Tencent's Hy3 LLM Mysteriously Dominates OpenRouter Rankings Despite Lower Quality Benchmarks
Key Takeaways
- ▸Tencent's Hy3 has unexpectedly become the most-used LLM on OpenRouter despite underperforming compared to Claude and GPT in standard benchmarks
- ▸The model's popularity likely stems from its low cost ($0.066/M tokens) combined with specialized use case efficiency, not superior quality
- ▸The 98% input, 2% output token breakdown suggests Hy3 is optimized for lightweight, input-heavy inference tasks like batch processing or analysis
Summary
An open-source language model from Chinese tech giant Tencent called Hy3 has unexpectedly become the most-used LLM on OpenRouter, beating OpenAI's GPT and Anthropic's Claude by over 50% in token usage, according to analysis by data analyst minimaxir. Despite the impressive ranking, benchmark results show Hy3 performs significantly worse than leading models like Claude Opus 4.7 and GPT 5.5, raising questions about what's driving its unexpected popularity.

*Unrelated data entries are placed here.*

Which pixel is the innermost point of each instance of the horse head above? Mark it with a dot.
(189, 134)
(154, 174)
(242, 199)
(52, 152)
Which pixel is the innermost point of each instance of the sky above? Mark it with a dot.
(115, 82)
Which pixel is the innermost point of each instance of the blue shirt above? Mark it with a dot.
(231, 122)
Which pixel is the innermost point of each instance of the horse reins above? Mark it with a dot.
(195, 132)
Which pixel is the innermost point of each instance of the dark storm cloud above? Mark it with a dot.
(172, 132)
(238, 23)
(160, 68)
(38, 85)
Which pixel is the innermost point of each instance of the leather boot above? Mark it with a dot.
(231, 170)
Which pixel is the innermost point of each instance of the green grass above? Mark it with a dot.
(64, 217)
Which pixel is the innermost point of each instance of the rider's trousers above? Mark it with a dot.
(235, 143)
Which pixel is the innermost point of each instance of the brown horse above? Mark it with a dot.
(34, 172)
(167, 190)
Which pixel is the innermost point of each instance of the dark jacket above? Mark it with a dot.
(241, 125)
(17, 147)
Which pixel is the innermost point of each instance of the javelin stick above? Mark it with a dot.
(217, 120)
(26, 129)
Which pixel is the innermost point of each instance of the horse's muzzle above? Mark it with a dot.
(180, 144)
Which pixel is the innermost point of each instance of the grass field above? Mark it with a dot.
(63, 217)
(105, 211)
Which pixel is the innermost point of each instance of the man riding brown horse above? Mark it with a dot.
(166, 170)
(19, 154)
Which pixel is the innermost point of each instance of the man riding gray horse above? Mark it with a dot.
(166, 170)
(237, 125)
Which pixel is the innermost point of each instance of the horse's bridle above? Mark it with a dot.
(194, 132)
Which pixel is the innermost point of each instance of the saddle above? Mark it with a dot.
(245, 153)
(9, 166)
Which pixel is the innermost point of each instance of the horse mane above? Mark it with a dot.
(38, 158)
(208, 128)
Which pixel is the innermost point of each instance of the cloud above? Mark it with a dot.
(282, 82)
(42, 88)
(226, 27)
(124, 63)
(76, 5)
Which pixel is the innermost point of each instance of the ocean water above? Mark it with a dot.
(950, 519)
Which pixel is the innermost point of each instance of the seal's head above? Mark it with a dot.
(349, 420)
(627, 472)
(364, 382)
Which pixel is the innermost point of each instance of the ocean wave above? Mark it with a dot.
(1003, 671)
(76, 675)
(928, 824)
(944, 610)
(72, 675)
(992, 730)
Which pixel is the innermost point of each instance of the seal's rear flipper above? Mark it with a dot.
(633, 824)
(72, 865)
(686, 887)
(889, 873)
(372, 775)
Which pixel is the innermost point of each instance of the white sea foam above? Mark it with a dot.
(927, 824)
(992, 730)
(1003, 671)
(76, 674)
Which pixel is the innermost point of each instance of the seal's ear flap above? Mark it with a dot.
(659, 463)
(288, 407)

The surge began on May 8, 2026, when Hy3 switched from a free tier to paid access on OpenRouter at just $0.066 per million input tokens—cheaper than competitors like DeepSeek V4 Flash at $0.10/M tokens. However, the pricing advantage alone doesn't fully explain why users would favor a lower-performing model at scale. Analysis reveals an unusual usage pattern: 98% of Hy3 tokens are input tokens with minimal output, suggesting the model may be serving specific, compute-light use cases rather than general-purpose tasks.
The mystery deepens when examining adoption patterns. Unlike other popular models that see spikes when major applications switch defaults, Hy3's adoption appears organic and steady since the paid launch. OpenRouter lists only one provider for Hy3 compared to 13 for DeepSeek V4 Flash, limiting distribution—yet demand remains robust. This phenomenon underscores an emerging trend: cost optimization and specialized use case efficiency may now outweigh raw performance benchmarks in driving LLM adoption decisions.
- The rise of Hy3 signals a market shift where cost efficiency and task-specific suitability may be gaining importance over raw model performance
Editorial Opinion
Hy3's unexpected dominance reveals a growing divergence in how users evaluate LLMs: raw benchmarks and brand recognition no longer tell the complete story. The model's popularity despite lower quality benchmarks suggests that practical considerations—cost, latency, and task-specific suitability—may be reshaping the competitive landscape more profoundly than vendors realize. If this trend continues, we could see a future where specialized, cost-efficient models dominate everyday use cases while only the most demanding applications rely on premium, large-scale models.